Fenomena ini diperumit oleh politik rasial dan gender yang tertanam dalam budaya Amerika, Asia, dan gay/LGBTIQ. Seperti yang ditulis C. Winter Han (2015) dalam Geisha of a Different Kind: Race and Sexuality in Gaysian America, "cara pria Asia digambarkan di berbagai media tidak hanya merampas maskulinitas mereka tetapi juga menampilkan mereka sebagai hal yang tidak diinginkan secara seksual baik bagi pria maupun wanita". Tradisi media Barat yang sudah lama mengebiri pria Asia dapat menelusuri akarnya langsung ke undang-undang anti-miscegenation dan undang-undang imigrasi xenofobia membuat para kontestan dari darah Asia sulit menginterpretasikan budaya Amerika sesuai style Asia.

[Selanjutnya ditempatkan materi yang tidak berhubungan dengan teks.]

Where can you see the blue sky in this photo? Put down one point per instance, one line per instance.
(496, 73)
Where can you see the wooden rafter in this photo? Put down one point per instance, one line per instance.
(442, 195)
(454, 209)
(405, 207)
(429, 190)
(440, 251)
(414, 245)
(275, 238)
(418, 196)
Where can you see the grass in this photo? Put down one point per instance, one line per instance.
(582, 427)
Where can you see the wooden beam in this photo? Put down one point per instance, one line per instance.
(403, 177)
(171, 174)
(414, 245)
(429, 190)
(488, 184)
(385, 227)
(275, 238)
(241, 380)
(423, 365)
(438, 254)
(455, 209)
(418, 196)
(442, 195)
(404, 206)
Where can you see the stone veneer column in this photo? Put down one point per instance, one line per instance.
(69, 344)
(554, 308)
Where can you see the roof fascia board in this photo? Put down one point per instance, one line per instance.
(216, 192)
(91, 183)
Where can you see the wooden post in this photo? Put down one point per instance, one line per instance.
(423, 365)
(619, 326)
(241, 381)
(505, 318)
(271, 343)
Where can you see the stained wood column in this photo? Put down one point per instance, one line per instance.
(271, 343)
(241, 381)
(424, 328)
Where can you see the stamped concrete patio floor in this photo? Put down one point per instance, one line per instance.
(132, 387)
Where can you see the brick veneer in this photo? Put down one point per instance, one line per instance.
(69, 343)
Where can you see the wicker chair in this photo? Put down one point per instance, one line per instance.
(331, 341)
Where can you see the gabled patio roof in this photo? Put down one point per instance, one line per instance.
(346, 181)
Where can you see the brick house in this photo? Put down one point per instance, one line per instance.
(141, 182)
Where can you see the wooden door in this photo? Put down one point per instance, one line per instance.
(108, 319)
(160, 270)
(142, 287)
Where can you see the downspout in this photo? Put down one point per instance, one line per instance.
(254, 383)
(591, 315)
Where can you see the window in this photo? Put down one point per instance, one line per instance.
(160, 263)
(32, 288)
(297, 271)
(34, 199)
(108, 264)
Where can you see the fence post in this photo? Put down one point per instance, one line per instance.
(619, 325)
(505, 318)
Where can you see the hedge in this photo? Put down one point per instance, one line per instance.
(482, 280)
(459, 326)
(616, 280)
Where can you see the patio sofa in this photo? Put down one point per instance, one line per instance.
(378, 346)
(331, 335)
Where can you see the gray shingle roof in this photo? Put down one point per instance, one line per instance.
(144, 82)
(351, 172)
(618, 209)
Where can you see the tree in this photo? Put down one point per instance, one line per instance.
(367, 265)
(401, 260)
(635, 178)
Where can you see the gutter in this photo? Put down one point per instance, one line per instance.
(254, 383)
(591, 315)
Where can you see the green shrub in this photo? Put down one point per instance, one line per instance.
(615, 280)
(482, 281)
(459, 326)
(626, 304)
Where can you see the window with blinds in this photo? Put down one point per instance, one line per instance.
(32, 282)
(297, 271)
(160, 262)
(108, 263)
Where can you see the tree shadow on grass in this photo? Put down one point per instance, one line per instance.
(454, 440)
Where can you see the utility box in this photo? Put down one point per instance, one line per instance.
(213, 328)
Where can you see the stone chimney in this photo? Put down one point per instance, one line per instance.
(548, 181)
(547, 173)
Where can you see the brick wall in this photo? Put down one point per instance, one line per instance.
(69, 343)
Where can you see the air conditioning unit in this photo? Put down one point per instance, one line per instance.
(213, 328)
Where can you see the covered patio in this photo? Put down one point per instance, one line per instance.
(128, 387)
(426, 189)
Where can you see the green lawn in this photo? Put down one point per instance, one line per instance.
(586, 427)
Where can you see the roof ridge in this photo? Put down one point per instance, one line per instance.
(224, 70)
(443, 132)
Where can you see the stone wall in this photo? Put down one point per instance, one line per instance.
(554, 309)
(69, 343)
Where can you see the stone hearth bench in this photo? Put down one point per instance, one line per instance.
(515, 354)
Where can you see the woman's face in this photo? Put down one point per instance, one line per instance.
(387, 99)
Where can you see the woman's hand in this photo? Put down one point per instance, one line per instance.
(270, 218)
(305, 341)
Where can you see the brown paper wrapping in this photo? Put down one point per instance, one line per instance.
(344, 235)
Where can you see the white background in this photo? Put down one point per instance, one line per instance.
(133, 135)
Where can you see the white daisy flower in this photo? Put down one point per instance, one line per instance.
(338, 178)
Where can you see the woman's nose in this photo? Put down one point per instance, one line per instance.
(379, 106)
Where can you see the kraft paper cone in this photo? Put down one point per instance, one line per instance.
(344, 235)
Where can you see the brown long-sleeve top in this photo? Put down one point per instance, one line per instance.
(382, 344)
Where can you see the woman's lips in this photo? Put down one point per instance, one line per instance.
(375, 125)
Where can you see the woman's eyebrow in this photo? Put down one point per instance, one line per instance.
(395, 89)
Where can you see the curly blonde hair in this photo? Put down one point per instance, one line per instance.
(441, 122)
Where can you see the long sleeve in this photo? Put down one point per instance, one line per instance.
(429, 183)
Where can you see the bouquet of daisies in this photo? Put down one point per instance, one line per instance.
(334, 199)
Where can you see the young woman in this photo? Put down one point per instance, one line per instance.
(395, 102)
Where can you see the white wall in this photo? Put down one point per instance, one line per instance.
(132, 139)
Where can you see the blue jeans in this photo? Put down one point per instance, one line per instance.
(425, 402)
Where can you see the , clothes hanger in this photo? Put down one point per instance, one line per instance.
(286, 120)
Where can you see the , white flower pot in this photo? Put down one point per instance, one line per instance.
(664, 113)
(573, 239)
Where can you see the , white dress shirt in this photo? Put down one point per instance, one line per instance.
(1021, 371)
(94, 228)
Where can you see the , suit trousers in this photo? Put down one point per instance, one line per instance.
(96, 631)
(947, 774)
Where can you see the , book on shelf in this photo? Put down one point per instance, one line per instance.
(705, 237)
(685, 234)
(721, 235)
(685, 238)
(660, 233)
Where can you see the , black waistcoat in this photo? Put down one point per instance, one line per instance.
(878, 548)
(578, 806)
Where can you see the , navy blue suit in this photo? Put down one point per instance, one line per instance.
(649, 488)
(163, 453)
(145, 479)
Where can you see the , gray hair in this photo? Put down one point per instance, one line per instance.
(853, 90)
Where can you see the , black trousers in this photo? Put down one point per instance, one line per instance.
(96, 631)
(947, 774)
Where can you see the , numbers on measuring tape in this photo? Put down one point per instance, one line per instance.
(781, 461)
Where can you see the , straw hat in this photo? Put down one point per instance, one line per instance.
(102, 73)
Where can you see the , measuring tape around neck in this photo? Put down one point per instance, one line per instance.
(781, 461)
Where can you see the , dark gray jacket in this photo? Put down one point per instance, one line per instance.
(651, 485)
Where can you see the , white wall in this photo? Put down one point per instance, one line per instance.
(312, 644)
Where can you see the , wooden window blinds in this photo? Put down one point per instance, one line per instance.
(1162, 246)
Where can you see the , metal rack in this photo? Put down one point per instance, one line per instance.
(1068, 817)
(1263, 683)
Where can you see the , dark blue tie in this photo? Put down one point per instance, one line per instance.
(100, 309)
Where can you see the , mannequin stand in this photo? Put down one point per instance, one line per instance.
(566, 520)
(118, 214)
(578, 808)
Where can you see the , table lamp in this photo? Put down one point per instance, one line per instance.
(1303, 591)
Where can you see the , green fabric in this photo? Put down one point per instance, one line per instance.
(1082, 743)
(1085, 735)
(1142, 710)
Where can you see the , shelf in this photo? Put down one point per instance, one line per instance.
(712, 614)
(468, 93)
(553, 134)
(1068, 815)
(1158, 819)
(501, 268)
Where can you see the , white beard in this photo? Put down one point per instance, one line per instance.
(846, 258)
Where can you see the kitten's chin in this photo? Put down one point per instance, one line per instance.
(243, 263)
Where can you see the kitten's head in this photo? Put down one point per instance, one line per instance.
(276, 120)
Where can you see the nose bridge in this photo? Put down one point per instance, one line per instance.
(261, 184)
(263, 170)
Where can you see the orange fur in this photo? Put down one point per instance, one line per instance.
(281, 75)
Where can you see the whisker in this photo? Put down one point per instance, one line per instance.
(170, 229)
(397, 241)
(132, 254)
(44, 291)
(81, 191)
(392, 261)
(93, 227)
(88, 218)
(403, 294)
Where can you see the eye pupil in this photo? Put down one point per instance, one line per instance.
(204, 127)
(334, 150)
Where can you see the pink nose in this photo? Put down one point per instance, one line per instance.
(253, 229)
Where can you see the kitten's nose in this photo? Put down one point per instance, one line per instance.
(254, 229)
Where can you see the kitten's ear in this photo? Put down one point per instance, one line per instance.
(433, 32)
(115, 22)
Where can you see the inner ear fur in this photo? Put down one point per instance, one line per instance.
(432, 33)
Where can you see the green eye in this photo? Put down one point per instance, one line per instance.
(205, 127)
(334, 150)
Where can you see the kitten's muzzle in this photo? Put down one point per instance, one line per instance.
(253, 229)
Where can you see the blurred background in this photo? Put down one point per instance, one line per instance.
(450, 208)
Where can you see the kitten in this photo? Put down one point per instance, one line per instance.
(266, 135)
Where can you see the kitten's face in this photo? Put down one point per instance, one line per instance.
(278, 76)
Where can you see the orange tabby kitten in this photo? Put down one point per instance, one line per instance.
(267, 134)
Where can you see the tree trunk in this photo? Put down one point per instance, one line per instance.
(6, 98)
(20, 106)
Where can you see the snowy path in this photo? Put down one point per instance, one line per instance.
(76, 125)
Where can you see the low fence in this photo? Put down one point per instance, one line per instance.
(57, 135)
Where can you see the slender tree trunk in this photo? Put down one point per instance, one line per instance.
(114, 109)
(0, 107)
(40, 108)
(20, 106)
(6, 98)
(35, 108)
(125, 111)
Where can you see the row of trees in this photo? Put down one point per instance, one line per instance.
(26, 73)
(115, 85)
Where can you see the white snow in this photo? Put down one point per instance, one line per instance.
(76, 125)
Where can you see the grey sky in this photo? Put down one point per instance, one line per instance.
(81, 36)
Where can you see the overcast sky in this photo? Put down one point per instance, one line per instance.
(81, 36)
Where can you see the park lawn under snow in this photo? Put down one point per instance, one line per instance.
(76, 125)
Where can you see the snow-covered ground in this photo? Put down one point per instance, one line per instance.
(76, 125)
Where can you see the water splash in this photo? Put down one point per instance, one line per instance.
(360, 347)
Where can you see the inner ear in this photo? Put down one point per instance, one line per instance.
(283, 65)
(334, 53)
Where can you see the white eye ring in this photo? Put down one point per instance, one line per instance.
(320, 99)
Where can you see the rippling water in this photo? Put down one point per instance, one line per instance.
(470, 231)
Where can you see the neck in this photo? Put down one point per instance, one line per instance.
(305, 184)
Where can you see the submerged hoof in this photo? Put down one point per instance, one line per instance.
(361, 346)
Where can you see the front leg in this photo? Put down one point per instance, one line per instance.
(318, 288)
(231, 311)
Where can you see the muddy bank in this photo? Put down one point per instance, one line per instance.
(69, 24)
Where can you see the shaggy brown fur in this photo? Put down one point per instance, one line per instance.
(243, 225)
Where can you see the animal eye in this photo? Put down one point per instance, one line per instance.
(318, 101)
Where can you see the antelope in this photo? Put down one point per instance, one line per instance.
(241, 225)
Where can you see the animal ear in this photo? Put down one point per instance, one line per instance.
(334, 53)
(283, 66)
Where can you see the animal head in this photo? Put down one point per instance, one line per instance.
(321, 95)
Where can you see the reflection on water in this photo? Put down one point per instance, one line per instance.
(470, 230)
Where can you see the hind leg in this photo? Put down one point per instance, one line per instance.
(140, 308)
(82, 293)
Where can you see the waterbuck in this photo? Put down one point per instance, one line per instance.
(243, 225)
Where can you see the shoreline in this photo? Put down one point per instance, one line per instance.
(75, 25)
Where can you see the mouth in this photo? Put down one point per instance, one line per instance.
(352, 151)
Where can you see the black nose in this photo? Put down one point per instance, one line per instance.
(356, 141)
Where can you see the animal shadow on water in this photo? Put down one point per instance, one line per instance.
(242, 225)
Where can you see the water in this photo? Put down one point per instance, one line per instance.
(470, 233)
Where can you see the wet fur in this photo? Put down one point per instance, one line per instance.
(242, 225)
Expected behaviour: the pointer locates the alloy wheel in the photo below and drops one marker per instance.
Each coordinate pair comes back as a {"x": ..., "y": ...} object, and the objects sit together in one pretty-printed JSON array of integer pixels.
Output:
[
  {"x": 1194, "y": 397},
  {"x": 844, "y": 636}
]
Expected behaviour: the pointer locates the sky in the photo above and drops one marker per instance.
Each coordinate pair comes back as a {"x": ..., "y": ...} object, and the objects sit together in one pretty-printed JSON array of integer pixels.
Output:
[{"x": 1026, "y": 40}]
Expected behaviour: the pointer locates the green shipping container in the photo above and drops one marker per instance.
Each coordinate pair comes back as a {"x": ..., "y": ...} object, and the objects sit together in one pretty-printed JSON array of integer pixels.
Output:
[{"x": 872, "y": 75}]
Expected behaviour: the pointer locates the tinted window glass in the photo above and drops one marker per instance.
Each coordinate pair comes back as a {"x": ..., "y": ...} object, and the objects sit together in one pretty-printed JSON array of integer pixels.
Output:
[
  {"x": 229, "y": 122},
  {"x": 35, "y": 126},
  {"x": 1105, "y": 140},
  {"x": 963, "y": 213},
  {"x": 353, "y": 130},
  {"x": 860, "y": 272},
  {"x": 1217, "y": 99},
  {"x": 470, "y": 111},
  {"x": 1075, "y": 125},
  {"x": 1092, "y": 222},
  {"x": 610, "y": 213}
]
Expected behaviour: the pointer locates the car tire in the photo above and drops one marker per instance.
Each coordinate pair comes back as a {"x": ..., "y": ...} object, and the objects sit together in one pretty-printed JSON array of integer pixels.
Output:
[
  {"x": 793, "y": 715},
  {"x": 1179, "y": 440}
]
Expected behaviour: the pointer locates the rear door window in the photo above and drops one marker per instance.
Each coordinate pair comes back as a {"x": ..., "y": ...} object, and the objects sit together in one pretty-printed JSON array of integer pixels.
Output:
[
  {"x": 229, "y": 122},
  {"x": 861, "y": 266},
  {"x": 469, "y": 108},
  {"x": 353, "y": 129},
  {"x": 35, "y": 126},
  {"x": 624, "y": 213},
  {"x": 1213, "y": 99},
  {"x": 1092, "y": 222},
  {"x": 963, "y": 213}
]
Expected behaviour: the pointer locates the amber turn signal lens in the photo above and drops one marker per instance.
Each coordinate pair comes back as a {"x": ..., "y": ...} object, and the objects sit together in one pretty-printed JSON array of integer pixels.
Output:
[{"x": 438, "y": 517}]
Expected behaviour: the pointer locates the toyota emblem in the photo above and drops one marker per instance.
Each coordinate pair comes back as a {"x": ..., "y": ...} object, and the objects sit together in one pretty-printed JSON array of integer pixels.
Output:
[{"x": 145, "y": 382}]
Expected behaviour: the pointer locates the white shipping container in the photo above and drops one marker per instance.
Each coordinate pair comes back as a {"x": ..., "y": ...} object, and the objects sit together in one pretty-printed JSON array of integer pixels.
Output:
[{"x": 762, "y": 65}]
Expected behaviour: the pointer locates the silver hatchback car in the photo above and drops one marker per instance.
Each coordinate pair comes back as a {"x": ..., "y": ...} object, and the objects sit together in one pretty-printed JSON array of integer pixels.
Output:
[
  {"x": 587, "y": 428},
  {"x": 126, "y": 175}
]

Politik ini memengaruhi penampilan drag queen Amerika-Asia di RuPaul's Drag Race. Han (2015:133-135) mengajukan analisisnya bahwa karakter Asia sangat rasial dengan cara yang tidak dilakukan oleh kontestan lain, dan yang lebih penting, acara tersebut memberi penghargaan kepada kontestan Asia semakin mereka melakukan Orientalisasi diri, terutama dengan Manila Luzon Pada RuPaul's Drag Race season (Musim) 3, Manila Luzon memenangkan tantangan di mana ia menampilkan keaslian Asianya dengan memakai cheongsam, menggunakan aksen pan-Asia, dan beringsut di atas panggung sambil mengayunkan nunchucks dalam episode "Jocks in Frocks" . Ratu keturunan Asia lainnya telah mengikuti jalan yang sama, termasuk Jujubee di Musim 2, Raja di Musim 3, dan Yuhua Hamasaki di Musim 10 menggunakan Chinese style, belum lagi Gia Gunn (Musim 6), Soju (Musim 11) dan Plastique Tiara (Musim 11), serta Rock M. Sakura (Musim 12)  yang menggunakan Japanese, Koreanese, and Vietnamese style

Banyak, jika tidak semua, peserta drag queens berwarna harus menavigasi identitas ras, gender, dan seksual mereka yang berpotongan dalam membangun karakter drag mereka dari peserta lain. Dalam artikel ini bertujuan mengeksplorasi dan menganalisis cara-cara di mana waria Amerika-Asia khususnya melakukan ras, gender, dan seksualitas di atas panggung dan di layar kompetisi tanpa bermaksud rasisme. Tidak hanya mempertimbangkan gaya kostum dan penampilan mereka, tetapi juga cara mereka berbicara tentang diri mereka sendiri dan dibicarakan oleh orang lain (misalnya oleh juri dan kontestan lain). Drag queens Asia-Amerika tidak dapat dihomogenisasi menjadi satu gaya atau estetika drag, dan tidak menjudge buruk apalagi mengagungkan mereka dengan lebih transparan menulis mengenai seluk-beluk drag queen selaku minoritas seksual melalui pendekatan sosiologi, psikologi, dan antropologi. Sebaliknya, para peserta RPDR dari Asia-Amerika berpotensi menantang representasi tubuh aneh Asia di atas panggung dan di layar yang didominasi oleh kulit putih dan kulit hitam. Dalam bukunya Gender Trouble (1999), ahli teori feminis Judith Butler menguraikan teorinya tentang kinerja gender, dengan alasan bahwa:

"Acts, gestures, and desire produce the effect of the body, through the play of signifying absences that suggest, but never reveal, the organizing principle of identity as a cause. Such acts, gestures, enactments, generally construed, are performative in the sense that the essence or identity that they otherwise purport to express are fabrications manufactured and sustained through corporeal signs and other discursive means" (Butler,1999: 173). 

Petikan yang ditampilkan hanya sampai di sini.